貴族同士の社交辞令。子供を前にした大人たちの何気ない会話。
それを彼は、ずっと婚約の約束だと思い込んでいたのだ。
「そん、な……」
レオナルドの顔が蒼白に変わった。彼の隣に控えていた女性——おそらく彼が私の代わりに選んだ相手だろう——が、不安げに彼の袖を引く。
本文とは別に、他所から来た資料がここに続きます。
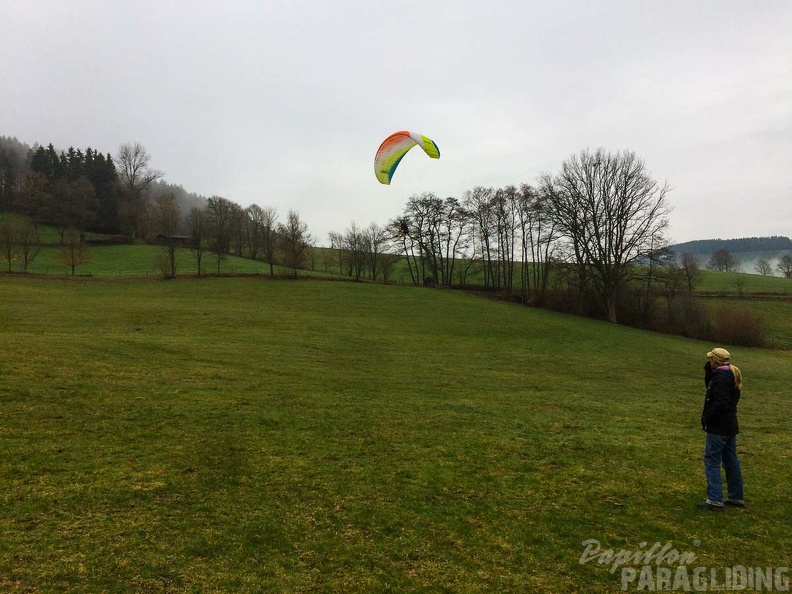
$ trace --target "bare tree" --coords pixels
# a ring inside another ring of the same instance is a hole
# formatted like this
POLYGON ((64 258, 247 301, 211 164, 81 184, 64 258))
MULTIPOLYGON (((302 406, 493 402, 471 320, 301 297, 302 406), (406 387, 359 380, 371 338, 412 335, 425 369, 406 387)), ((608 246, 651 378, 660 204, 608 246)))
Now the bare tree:
POLYGON ((269 264, 270 276, 275 276, 275 256, 278 251, 278 211, 265 206, 261 209, 261 255, 269 264))
POLYGON ((776 268, 785 278, 792 278, 792 254, 782 256, 776 264, 776 268))
MULTIPOLYGON (((410 197, 396 230, 402 236, 408 265, 412 260, 419 282, 443 286, 453 283, 457 258, 468 247, 470 221, 467 210, 456 198, 443 200, 430 192, 410 197)), ((393 224, 391 229, 395 229, 393 224)))
POLYGON ((745 283, 748 280, 748 276, 743 273, 737 273, 734 275, 734 280, 732 281, 734 284, 734 288, 737 289, 737 292, 740 294, 740 297, 743 296, 743 291, 745 290, 745 283))
POLYGON ((412 220, 409 216, 404 215, 388 223, 388 232, 393 245, 397 246, 407 262, 407 271, 410 273, 411 282, 417 284, 420 282, 420 269, 415 254, 416 242, 410 233, 411 226, 412 220))
POLYGON ((355 221, 352 221, 352 225, 344 232, 341 241, 344 251, 344 261, 348 266, 347 276, 354 277, 355 280, 360 280, 368 259, 363 233, 360 231, 355 221))
POLYGON ((78 229, 72 227, 63 234, 60 260, 71 269, 72 276, 78 266, 91 262, 91 250, 78 229))
POLYGON ((118 148, 116 162, 121 182, 121 209, 130 225, 132 235, 137 236, 148 210, 148 190, 152 182, 162 177, 162 172, 150 167, 151 155, 139 142, 127 142, 118 148))
POLYGON ((764 258, 759 258, 756 261, 756 265, 754 269, 762 276, 770 276, 771 274, 773 274, 773 267, 770 266, 770 262, 768 262, 764 258))
POLYGON ((514 250, 518 227, 518 192, 514 186, 495 191, 492 206, 497 239, 497 286, 511 293, 514 285, 514 250))
POLYGON ((740 263, 729 250, 721 248, 715 250, 707 260, 707 268, 719 272, 737 272, 740 269, 740 263))
POLYGON ((261 249, 261 244, 264 237, 264 209, 258 204, 251 204, 245 209, 245 216, 247 217, 246 229, 248 235, 248 253, 250 254, 250 257, 255 260, 258 258, 259 250, 261 249))
POLYGON ((321 248, 316 247, 312 243, 305 252, 305 258, 308 260, 308 269, 311 270, 311 272, 316 272, 316 262, 319 260, 319 253, 321 251, 321 248))
MULTIPOLYGON (((671 304, 677 298, 677 295, 688 289, 687 279, 685 277, 685 269, 675 263, 662 268, 658 271, 657 280, 662 291, 665 294, 667 305, 670 309, 671 304)), ((688 292, 690 290, 688 289, 688 292)))
POLYGON ((37 222, 48 220, 48 208, 52 196, 49 192, 47 176, 29 171, 22 178, 22 187, 17 197, 17 210, 32 217, 37 222))
POLYGON ((473 219, 456 198, 443 200, 438 247, 440 251, 440 278, 444 286, 454 283, 455 268, 463 260, 472 243, 473 219))
POLYGON ((682 271, 688 293, 692 293, 696 283, 701 279, 701 263, 699 259, 691 253, 682 254, 682 271))
POLYGON ((19 226, 16 221, 6 219, 0 223, 0 255, 8 266, 8 272, 11 272, 11 265, 19 257, 18 234, 19 226))
POLYGON ((38 229, 30 217, 9 214, 0 221, 0 258, 6 262, 8 272, 14 262, 27 272, 40 249, 38 229))
POLYGON ((379 270, 379 273, 382 275, 383 282, 388 282, 388 279, 393 273, 393 269, 401 258, 399 254, 393 254, 391 252, 381 252, 379 254, 377 257, 377 270, 379 270))
POLYGON ((308 225, 300 219, 297 211, 290 210, 286 223, 278 226, 278 236, 284 263, 291 268, 292 276, 296 277, 297 270, 303 267, 306 251, 313 241, 308 232, 308 225))
POLYGON ((555 226, 549 216, 545 196, 529 185, 520 186, 517 210, 522 248, 520 274, 523 299, 534 291, 536 302, 544 303, 550 279, 550 262, 555 242, 555 226))
POLYGON ((405 209, 405 219, 410 221, 409 236, 418 247, 418 255, 413 251, 418 282, 437 283, 439 280, 439 255, 436 248, 442 201, 431 192, 410 196, 405 209), (428 268, 428 271, 427 271, 428 268))
POLYGON ((44 218, 58 230, 61 242, 66 229, 84 230, 96 220, 99 211, 96 190, 85 177, 57 180, 52 185, 52 192, 41 196, 47 200, 44 218))
POLYGON ((667 184, 659 185, 630 151, 581 151, 555 176, 542 176, 542 191, 559 233, 589 275, 611 322, 617 322, 620 290, 634 264, 658 247, 668 226, 667 184))
POLYGON ((217 274, 220 274, 220 263, 231 249, 233 217, 238 207, 227 198, 212 196, 207 208, 212 230, 210 249, 217 258, 217 274))
POLYGON ((203 273, 203 259, 209 238, 209 220, 206 209, 194 206, 187 215, 187 227, 190 233, 190 249, 198 268, 198 276, 203 273))
POLYGON ((179 235, 181 210, 172 193, 160 194, 154 200, 153 221, 159 233, 158 243, 163 251, 163 272, 170 278, 176 277, 176 260, 182 240, 179 235))
POLYGON ((388 233, 376 223, 371 223, 363 231, 363 247, 368 257, 368 270, 371 280, 377 280, 382 273, 381 265, 385 247, 388 245, 388 233))
POLYGON ((338 274, 344 274, 344 264, 346 262, 344 236, 338 231, 331 231, 327 237, 330 239, 330 249, 325 251, 325 271, 330 270, 332 266, 337 264, 338 274))
POLYGON ((19 223, 17 243, 19 257, 22 261, 22 272, 27 272, 41 249, 38 228, 29 217, 24 217, 19 223))
POLYGON ((234 246, 234 253, 241 258, 248 245, 249 221, 244 208, 233 202, 232 205, 229 232, 234 246))
MULTIPOLYGON (((484 285, 487 287, 498 287, 500 274, 497 270, 497 243, 495 232, 495 212, 492 207, 492 200, 495 195, 493 188, 483 188, 476 186, 472 190, 465 192, 463 204, 474 226, 474 244, 479 245, 478 252, 481 254, 484 265, 484 285)), ((474 245, 474 250, 475 250, 474 245)))

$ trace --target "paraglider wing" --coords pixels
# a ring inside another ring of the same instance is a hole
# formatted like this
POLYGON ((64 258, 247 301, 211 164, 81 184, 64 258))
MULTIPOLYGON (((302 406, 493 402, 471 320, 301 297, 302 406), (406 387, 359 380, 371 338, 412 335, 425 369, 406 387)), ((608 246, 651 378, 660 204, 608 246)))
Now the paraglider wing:
POLYGON ((390 184, 396 168, 412 147, 420 145, 424 152, 432 159, 440 158, 440 149, 437 148, 434 140, 422 134, 407 132, 402 130, 394 132, 388 136, 374 157, 374 174, 382 184, 390 184))

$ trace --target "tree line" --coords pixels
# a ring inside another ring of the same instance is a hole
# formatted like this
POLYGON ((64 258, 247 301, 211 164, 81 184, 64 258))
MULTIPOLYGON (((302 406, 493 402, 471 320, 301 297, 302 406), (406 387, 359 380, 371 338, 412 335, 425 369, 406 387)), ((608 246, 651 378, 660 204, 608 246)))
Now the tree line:
POLYGON ((296 211, 279 222, 273 208, 242 208, 220 196, 203 198, 162 181, 140 143, 122 144, 115 157, 90 147, 58 152, 52 144, 27 147, 0 137, 0 212, 17 215, 0 228, 2 255, 23 271, 41 245, 37 225, 59 236, 61 261, 74 272, 90 258, 86 233, 147 239, 163 247, 160 264, 177 274, 177 254, 188 249, 198 273, 213 258, 219 270, 228 254, 263 259, 296 270, 304 266, 312 237, 296 211))
MULTIPOLYGON (((642 264, 668 260, 667 193, 635 153, 584 150, 535 186, 413 196, 382 235, 414 283, 465 285, 475 271, 485 288, 542 305, 552 280, 554 299, 573 295, 580 312, 595 303, 616 322, 642 264)), ((331 243, 359 271, 375 261, 372 240, 353 225, 331 243)))
POLYGON ((712 254, 718 250, 739 252, 792 251, 792 239, 781 235, 770 237, 741 237, 737 239, 698 239, 672 246, 678 254, 712 254))
MULTIPOLYGON (((686 253, 683 254, 683 256, 685 256, 688 263, 690 263, 691 259, 695 259, 695 261, 699 263, 699 258, 694 254, 686 253)), ((718 272, 742 272, 743 267, 743 264, 726 248, 715 250, 712 255, 707 258, 705 265, 710 270, 717 270, 718 272)), ((762 276, 773 274, 773 269, 773 265, 767 258, 759 258, 754 262, 754 272, 762 276)), ((792 252, 782 255, 778 259, 775 270, 785 278, 792 278, 792 252)))
POLYGON ((7 150, 9 139, 0 140, 0 210, 33 227, 55 226, 61 242, 73 240, 67 230, 75 229, 146 237, 162 247, 166 276, 178 273, 183 250, 199 274, 219 271, 228 254, 267 262, 271 275, 276 265, 295 275, 315 269, 322 258, 325 270, 387 281, 399 264, 415 284, 467 286, 475 277, 523 302, 550 300, 575 313, 647 325, 656 297, 670 303, 690 294, 700 267, 690 253, 677 263, 665 235, 669 186, 631 151, 580 151, 533 185, 474 187, 460 197, 416 194, 384 225, 352 222, 329 234, 329 249, 316 250, 296 211, 280 221, 272 207, 244 208, 220 196, 185 200, 182 188, 162 182, 139 143, 121 145, 115 157, 90 148, 58 153, 49 145, 14 161, 8 155, 18 157, 19 147, 7 150))

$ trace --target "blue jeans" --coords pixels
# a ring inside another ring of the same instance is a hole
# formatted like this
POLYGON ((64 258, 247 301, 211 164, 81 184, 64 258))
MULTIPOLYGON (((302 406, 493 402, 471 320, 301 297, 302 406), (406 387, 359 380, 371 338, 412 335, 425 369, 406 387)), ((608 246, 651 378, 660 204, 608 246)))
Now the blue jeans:
POLYGON ((707 499, 723 502, 723 480, 721 465, 726 471, 729 499, 743 500, 743 479, 740 461, 737 459, 737 436, 707 433, 704 447, 704 473, 707 475, 707 499))

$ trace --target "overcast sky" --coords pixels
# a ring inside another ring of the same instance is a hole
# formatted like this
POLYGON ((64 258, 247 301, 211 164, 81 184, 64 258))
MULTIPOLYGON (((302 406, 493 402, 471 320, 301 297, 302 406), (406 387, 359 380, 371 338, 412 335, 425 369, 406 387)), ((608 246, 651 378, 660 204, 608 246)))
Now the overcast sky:
POLYGON ((628 149, 670 238, 792 236, 790 0, 0 0, 0 135, 297 210, 320 244, 410 195, 628 149), (432 138, 390 186, 374 153, 432 138))

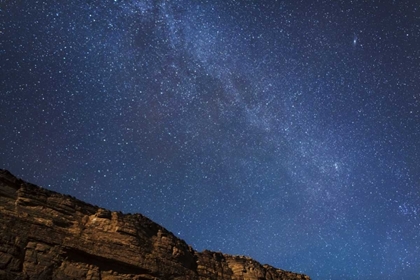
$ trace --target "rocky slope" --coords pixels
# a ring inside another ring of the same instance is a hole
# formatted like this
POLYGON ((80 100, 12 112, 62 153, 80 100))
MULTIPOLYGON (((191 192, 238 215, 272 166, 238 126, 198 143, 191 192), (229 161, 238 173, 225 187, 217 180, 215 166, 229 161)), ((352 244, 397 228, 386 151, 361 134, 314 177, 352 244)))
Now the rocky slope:
POLYGON ((0 279, 309 279, 244 256, 196 252, 122 214, 0 170, 0 279))

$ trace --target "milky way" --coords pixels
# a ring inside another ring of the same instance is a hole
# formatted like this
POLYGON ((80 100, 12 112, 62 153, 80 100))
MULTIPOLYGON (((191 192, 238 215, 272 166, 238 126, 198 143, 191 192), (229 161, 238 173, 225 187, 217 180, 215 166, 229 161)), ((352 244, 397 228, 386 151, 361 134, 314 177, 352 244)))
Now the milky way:
POLYGON ((420 278, 418 1, 3 1, 0 168, 312 279, 420 278))

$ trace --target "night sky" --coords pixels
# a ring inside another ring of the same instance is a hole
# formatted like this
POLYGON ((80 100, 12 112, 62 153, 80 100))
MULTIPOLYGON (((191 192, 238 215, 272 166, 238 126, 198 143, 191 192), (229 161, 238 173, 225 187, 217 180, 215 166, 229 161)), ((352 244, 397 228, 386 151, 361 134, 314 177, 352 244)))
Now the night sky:
POLYGON ((0 168, 199 251, 420 279, 419 1, 0 5, 0 168))

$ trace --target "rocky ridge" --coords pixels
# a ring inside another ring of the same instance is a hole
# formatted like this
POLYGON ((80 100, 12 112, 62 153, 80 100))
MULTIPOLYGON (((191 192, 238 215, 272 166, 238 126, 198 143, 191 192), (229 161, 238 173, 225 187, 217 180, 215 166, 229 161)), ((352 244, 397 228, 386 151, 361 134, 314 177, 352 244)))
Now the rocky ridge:
POLYGON ((310 278, 244 257, 197 252, 141 214, 122 214, 0 169, 0 279, 310 278))

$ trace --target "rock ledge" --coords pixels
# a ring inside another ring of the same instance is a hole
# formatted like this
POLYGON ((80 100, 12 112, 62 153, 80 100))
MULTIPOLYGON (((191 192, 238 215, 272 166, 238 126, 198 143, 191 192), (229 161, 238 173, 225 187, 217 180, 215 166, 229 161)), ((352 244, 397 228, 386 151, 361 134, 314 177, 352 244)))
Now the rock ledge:
POLYGON ((0 279, 289 280, 244 256, 197 252, 140 214, 122 214, 0 169, 0 279))

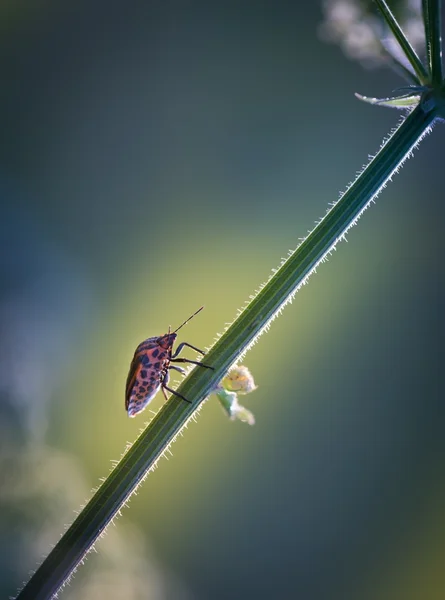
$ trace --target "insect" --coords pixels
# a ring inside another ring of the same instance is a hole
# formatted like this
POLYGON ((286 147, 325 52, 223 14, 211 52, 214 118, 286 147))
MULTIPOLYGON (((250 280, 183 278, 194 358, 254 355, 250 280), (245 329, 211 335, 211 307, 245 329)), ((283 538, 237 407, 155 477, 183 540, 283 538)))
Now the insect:
POLYGON ((192 363, 205 367, 206 369, 213 369, 209 365, 205 365, 197 360, 189 360, 188 358, 176 358, 184 346, 188 346, 200 354, 205 354, 199 348, 182 342, 176 348, 174 354, 173 344, 177 338, 177 332, 184 327, 186 323, 190 321, 195 315, 197 315, 204 307, 201 306, 199 310, 193 313, 182 325, 177 327, 174 331, 161 335, 160 337, 151 337, 139 344, 134 353, 133 360, 131 361, 130 371, 127 377, 127 384, 125 387, 125 410, 129 417, 135 417, 138 413, 144 410, 147 404, 153 400, 159 391, 162 389, 165 399, 167 400, 167 392, 182 398, 186 402, 185 396, 172 390, 168 387, 169 370, 174 369, 180 373, 185 374, 184 369, 172 365, 172 362, 177 363, 192 363))

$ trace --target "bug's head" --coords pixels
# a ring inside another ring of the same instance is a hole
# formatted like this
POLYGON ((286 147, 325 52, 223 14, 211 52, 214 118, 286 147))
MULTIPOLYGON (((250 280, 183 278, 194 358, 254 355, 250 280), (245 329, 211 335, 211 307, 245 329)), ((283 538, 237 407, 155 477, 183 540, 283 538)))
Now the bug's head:
POLYGON ((164 350, 168 350, 173 346, 177 337, 178 334, 174 331, 173 333, 166 333, 165 335, 161 335, 161 337, 158 337, 157 342, 161 346, 161 348, 164 348, 164 350))
POLYGON ((196 312, 194 312, 191 317, 189 317, 186 321, 184 321, 184 323, 182 323, 179 327, 176 327, 176 329, 174 331, 171 331, 170 327, 169 327, 168 333, 166 333, 165 335, 161 335, 161 337, 158 338, 158 340, 157 340, 158 344, 165 350, 167 350, 167 348, 171 348, 173 346, 173 344, 175 343, 176 338, 178 337, 178 334, 176 332, 179 331, 181 329, 181 327, 184 327, 184 325, 186 323, 188 323, 190 321, 190 319, 193 319, 193 317, 195 315, 197 315, 199 312, 201 312, 203 308, 204 307, 201 306, 201 308, 199 308, 196 312))

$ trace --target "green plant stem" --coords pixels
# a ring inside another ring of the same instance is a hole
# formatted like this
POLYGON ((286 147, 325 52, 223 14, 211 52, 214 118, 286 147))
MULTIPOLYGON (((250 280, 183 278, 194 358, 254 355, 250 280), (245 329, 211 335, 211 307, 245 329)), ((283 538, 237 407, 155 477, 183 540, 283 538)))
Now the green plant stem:
POLYGON ((429 80, 428 72, 425 69, 425 67, 423 66, 422 61, 418 57, 417 52, 411 46, 408 38, 406 37, 406 35, 403 33, 402 29, 400 28, 400 25, 398 24, 396 18, 394 17, 391 9, 388 6, 388 4, 386 3, 385 0, 375 0, 375 3, 379 7, 379 10, 382 13, 383 18, 385 19, 386 23, 388 24, 388 27, 393 32, 394 37, 400 44, 400 47, 402 48, 403 53, 405 54, 406 58, 408 59, 409 63, 411 64, 412 68, 414 69, 414 72, 416 73, 417 77, 419 78, 419 82, 422 85, 425 85, 426 83, 428 83, 428 80, 429 80))
POLYGON ((195 368, 184 380, 179 391, 193 403, 172 397, 164 404, 19 593, 17 600, 46 600, 66 583, 215 384, 268 327, 282 306, 354 224, 410 155, 433 118, 432 113, 425 113, 417 107, 399 125, 342 198, 206 355, 205 362, 215 370, 195 368))
POLYGON ((432 84, 442 83, 442 32, 440 30, 441 3, 440 0, 423 0, 422 9, 425 23, 426 51, 432 84))

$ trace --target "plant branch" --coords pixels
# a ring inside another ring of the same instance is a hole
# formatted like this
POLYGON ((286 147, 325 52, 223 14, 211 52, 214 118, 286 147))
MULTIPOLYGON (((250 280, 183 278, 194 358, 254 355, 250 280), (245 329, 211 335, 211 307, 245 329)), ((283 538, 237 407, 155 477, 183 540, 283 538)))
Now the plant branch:
POLYGON ((433 85, 442 83, 442 32, 440 0, 423 0, 426 51, 433 85))
POLYGON ((382 13, 383 18, 385 19, 388 27, 393 32, 394 37, 398 41, 403 53, 405 54, 406 58, 408 59, 408 62, 411 64, 412 68, 414 69, 417 77, 419 78, 419 82, 422 85, 425 85, 426 83, 428 83, 428 79, 429 79, 428 72, 425 69, 425 67, 423 66, 422 61, 418 57, 417 52, 414 50, 414 48, 412 47, 408 38, 402 31, 399 23, 397 22, 397 19, 394 17, 388 4, 386 3, 385 0, 375 0, 375 3, 379 7, 379 10, 382 13))
POLYGON ((418 106, 398 126, 341 199, 209 351, 205 362, 215 370, 195 368, 178 388, 193 403, 171 397, 164 404, 25 585, 17 600, 47 600, 64 586, 229 367, 240 360, 316 267, 344 239, 346 232, 429 131, 433 119, 433 113, 427 113, 418 106))

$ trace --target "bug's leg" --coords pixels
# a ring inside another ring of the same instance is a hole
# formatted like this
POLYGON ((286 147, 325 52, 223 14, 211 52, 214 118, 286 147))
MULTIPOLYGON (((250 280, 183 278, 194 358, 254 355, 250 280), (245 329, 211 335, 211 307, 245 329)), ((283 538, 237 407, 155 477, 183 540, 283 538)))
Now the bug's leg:
MULTIPOLYGON (((170 367, 171 368, 171 367, 170 367)), ((175 367, 173 367, 175 368, 175 367)), ((185 400, 186 402, 188 402, 189 404, 191 404, 190 400, 187 400, 187 398, 185 396, 183 396, 182 394, 180 394, 179 392, 177 392, 176 390, 172 390, 171 388, 169 388, 167 386, 168 380, 170 379, 170 373, 168 371, 166 371, 165 375, 164 375, 164 379, 161 383, 161 388, 162 388, 162 393, 164 394, 164 398, 166 400, 168 400, 167 398, 167 393, 165 390, 167 390, 168 392, 170 392, 170 394, 173 394, 173 396, 178 396, 178 398, 182 398, 183 400, 185 400)))
POLYGON ((176 348, 175 353, 172 354, 172 358, 176 358, 178 356, 178 354, 182 351, 182 349, 184 348, 184 346, 188 346, 192 350, 196 350, 196 352, 199 352, 199 354, 202 354, 203 356, 205 354, 205 352, 203 352, 202 350, 200 350, 196 346, 192 346, 191 344, 187 344, 187 342, 181 342, 179 344, 179 346, 176 348))
POLYGON ((182 373, 183 375, 185 375, 185 374, 186 374, 186 371, 185 371, 185 369, 181 369, 181 367, 175 367, 174 365, 170 365, 168 368, 169 368, 169 369, 174 369, 175 371, 179 371, 179 372, 180 372, 180 373, 182 373))
POLYGON ((166 388, 168 389, 167 383, 168 383, 169 379, 170 379, 170 373, 167 370, 167 371, 165 371, 165 375, 164 375, 164 378, 162 379, 162 383, 161 383, 161 390, 162 390, 162 393, 164 394, 164 398, 166 400, 168 400, 168 396, 167 396, 167 392, 165 391, 165 389, 166 388))
MULTIPOLYGON (((190 360, 188 358, 172 358, 170 360, 171 360, 171 362, 192 363, 192 365, 198 365, 198 367, 205 367, 206 369, 213 369, 213 370, 215 370, 214 367, 211 367, 210 365, 205 365, 204 363, 199 362, 199 360, 190 360)), ((174 369, 174 368, 175 367, 170 367, 170 369, 174 369)))
POLYGON ((178 398, 182 398, 182 400, 185 400, 186 402, 188 402, 189 404, 192 403, 191 400, 187 400, 187 398, 185 396, 183 396, 182 394, 180 394, 179 392, 177 392, 176 390, 172 390, 171 388, 167 387, 165 385, 165 383, 162 384, 162 391, 164 392, 164 396, 165 396, 165 390, 169 391, 170 394, 173 394, 173 396, 178 396, 178 398))

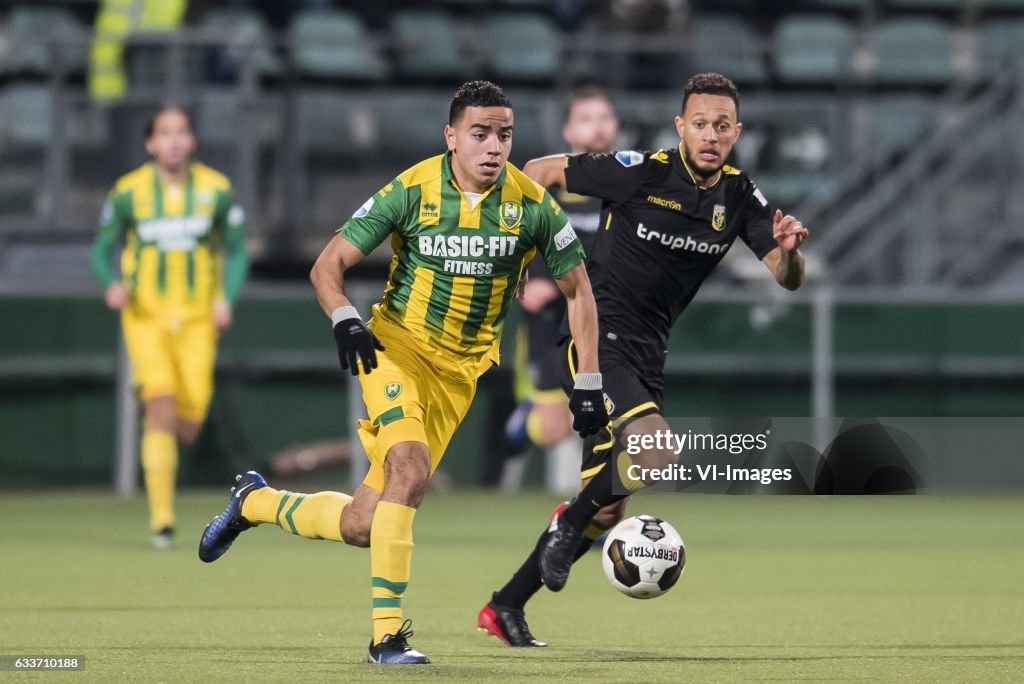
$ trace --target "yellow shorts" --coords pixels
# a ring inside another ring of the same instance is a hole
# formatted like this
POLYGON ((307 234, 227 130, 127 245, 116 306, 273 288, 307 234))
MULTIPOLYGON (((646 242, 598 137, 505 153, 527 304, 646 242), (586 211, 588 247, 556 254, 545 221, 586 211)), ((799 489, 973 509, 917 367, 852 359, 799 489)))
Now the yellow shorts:
POLYGON ((140 398, 173 396, 180 418, 202 422, 213 396, 217 330, 213 318, 173 320, 125 307, 125 347, 140 398))
POLYGON ((469 411, 476 378, 457 377, 430 363, 401 328, 373 322, 373 332, 387 351, 377 352, 377 368, 360 373, 369 420, 359 421, 359 440, 370 470, 363 484, 384 491, 384 460, 399 442, 421 442, 430 449, 430 474, 469 411))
「つまりレオナルド様。貴方が今夜なさったことは、存在しない婚約を破棄するという大変珍しい宣言です」
くすくす、と誰かが笑った。それは瞬く間に広がり、あちこちで扇の陰に隠された笑い声が漏れ始めた。
レオナルドの顔が赤く染まる。
「さらに申し上げれば」
私は感情を抑え、淡々と続けた。
「貴方は今、大勢の前で公爵家の令嬢を『品位に欠ける』と中傷なさいました。婚約関係にない相手に対して、公の場でそのような発言をすることが、貴族としてどのような意味を持つか。侯爵家の嫡男であれば、ご存知ですよね?」
名誉毀損。しかも証人は、この広間にいる数百人の貴族たち。
レオナルドの顔からは完全に血の気が引いていた。自分が仕掛けたはずの断罪が、一言も声を荒げていない相手によって、静かに、しかし完璧にひっくり返されたのだ。
「わ、私は……」
「レオナルド様」
私は最後に、かつて幼馴染だった青年を真っ直ぐに見つめた。
「幼い頃、貴方と庭園を駆け回った日々は、私にとっても楽しい思い出でした。けれど思い出は、婚約ではありません」
広間はもう、誰もレオナルドの味方をする空気ではなかった。
私はドレスの裾を軽く摘み、礼をした。
「お騒がせして申し訳ございません。皆様、どうぞ舞踏会をお楽しみください」
踵を返す。背中に何百もの視線を感じたが、振り返りはしなかった。彼のせいでその場にいるのが、恥ずかしいから。
大広間を抜け、月光が差し込む回廊に出ると、春の夜風が頬を撫でた。
ほんの少しだけ、胸が痛んだ。幼い日、彼と手を繋いで見上げた星空は、確かに美しかったから。
けれど、あの頃の彼はもういない。いや、もしかしたら最初から、私たちは同じ景色を見ていなかったのかもしれない。
私は深く息を吸い、夜空を見上げた。星は変わらず輝いている。
◇
後日、アシュフォード公爵家は正式にヴェルムンド侯爵家へ抗議の書状を送った。
公の場における誹謗中傷に対し、父は一切の妥協を見せなかった。
結果、ヴェルムンド侯爵家は公爵家への謝罪と多額の慰謝料の支払いを余儀なくされた。
侯爵家の財政は大きく傾き、レオナルドの社交界での立場は地に落ちた。
あの夜、彼の隣にいた女性は没落の気配を察するや手のひらを返し、「私は騙されていたのです」と被害者を装った。
しかし舞踏会の最中、勝ち誇るように私を見つめていたその顔を、貴族たちは覚えていた。
彼女もまた社交界から静かに締め出されたという。
正直なところ、哀れだとは思う。けれど、同情と許容は別のものだ。
あの舞踏会の夜、私の名誉を踏みにじると決めたのは、他でもない彼ら自身なのだから。